Do you know your presidents?
Published 11:59 pm Friday, February 20, 2009
When you read this, President’s Day will have passed, but as I thought of the observance, some memories of presidents came to mind as well as some facts I have collected about other presidents.
I was beside the radio in our living room with my parents when President Franklin Delano Roosevelt’s speech filled the airways about the Japanese attack on Pearl Harbor Navy Base, Hawaii: “Yesterday, December 7th, 1941 — a date which will live in infamy—the United States of America was suddenly and deliberately attacked by naval and air forces of the Empire of Japan…”
I believe those words, “December 7th, 1941, a date which will live in infamy,” remain with any American who has ever heard that speech.

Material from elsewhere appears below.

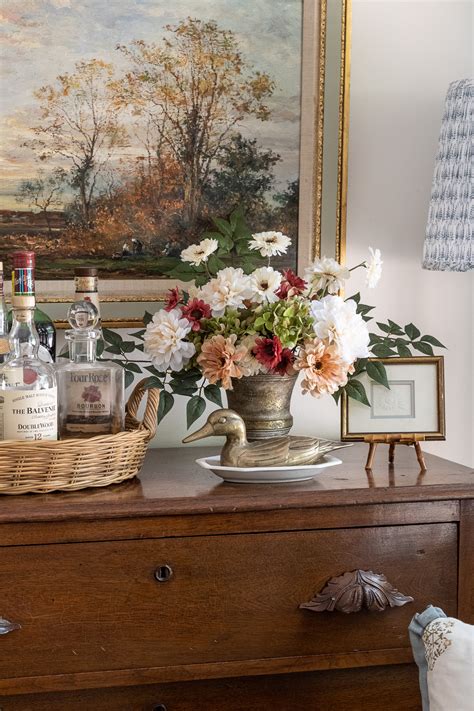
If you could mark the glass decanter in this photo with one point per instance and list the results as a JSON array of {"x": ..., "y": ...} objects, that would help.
[{"x": 91, "y": 392}]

I also distinctly remember the announcement of President Roosevelt’s death on April 12, 1945. My mother, who was brushing my hair when we heard it on the radio, burst into tears. Several of the students on the school bus I rode that morning argued about his successor. One thought Mrs. Roosevelt would take over.

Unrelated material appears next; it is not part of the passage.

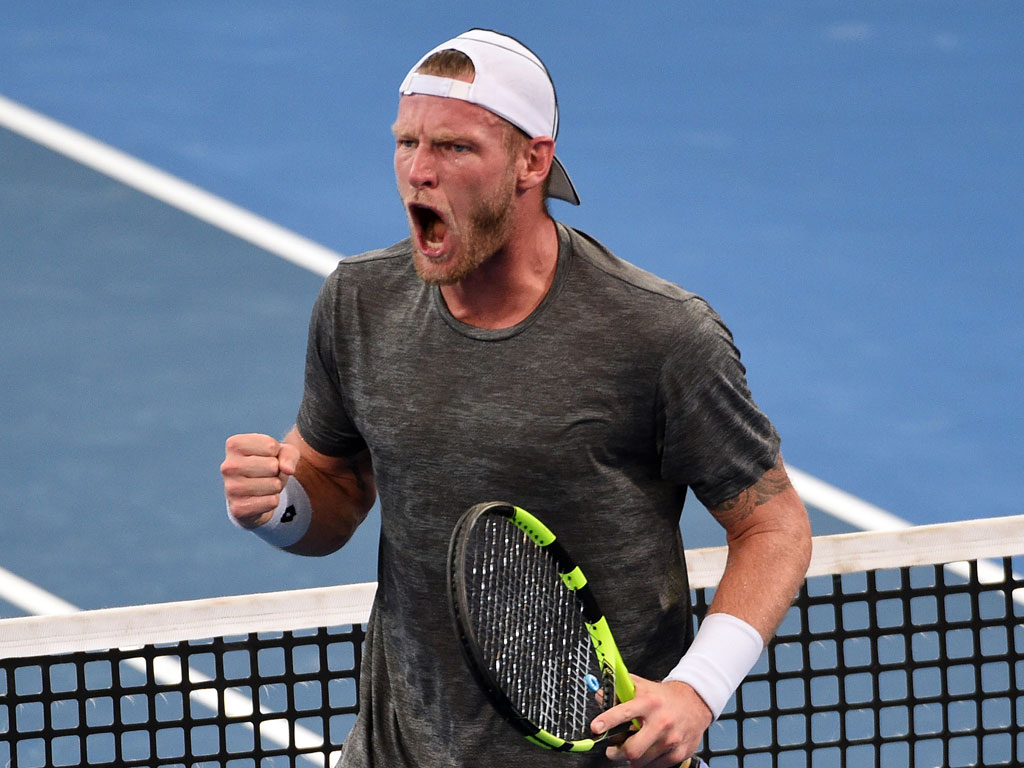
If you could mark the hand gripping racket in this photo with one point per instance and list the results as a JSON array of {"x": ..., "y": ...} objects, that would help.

President Roosevelt had polio when he was 39 years old and was told that he would never walk again. He did though, with the aid of braces and a cane. His wife Eleanor was a distant cousin, a niece of President Theodore Roosevelt.

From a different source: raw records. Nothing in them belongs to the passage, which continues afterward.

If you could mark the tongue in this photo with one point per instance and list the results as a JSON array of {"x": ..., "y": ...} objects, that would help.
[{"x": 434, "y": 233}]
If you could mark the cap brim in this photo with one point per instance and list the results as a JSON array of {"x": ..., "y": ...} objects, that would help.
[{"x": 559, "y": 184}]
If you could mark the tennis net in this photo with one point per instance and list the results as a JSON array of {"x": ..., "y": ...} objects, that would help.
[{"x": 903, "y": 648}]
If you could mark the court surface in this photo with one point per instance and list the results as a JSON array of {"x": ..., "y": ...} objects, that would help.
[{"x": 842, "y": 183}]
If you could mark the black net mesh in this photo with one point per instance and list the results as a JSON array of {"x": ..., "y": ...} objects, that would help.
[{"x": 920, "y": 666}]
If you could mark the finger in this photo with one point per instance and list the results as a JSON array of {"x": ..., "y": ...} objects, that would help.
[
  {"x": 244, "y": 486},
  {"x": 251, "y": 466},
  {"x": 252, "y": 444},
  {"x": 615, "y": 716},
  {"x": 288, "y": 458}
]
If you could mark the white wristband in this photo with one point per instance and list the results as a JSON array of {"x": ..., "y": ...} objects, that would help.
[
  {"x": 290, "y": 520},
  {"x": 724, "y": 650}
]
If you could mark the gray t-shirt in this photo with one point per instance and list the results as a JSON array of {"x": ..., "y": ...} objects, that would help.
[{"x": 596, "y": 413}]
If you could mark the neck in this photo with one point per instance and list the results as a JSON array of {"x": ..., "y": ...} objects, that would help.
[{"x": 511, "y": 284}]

Did you know that upon his election at 42 years old, President John F. Kennedy was the youngest president to have been elected? And that he was the youngest to die in office at 46?
Reaching way back in history, had you heard that President Rutherford B. Hayes’ wife was nicknamed “Lemonade Lucy?” Why? Because she did not serve alcoholic beverages at the White House.
John Adams’ presidency and his political activities kept him away from home during most of his married life. However, he and his beloved wife, Abigail, carried on a long-distance romance through their correspondence with each other. Their love letters were compiled and published.
Here are a couple of items about President George Washington. It is said that during the war, his wife Martha managed to visit him at his encampments, even at Valley Forge. President Washington had a fear of being buried alive and made it known that he did not want to be buried until three days after his death.
Did you realize that a bear cub was once kept on the White House lawn? It came about when explorers Meriwether Lewis and William Clark captured the cub from the Louisiana Territory and presented it to President Thomas Jefferson.
Did you know that President Abraham Lincoln asked Robert E. Lee to lead the Union Forces in the Civil War? Lee refused because he was from Virginia.
To end this bit of presidential hodgepodge, here’s a final fact. There was an assassination attempt on President Andrew Jackson’s life, but it was foiled when the would-be assassin’s gun misfired. It was believed to be the first assassination attempt on a sitting president.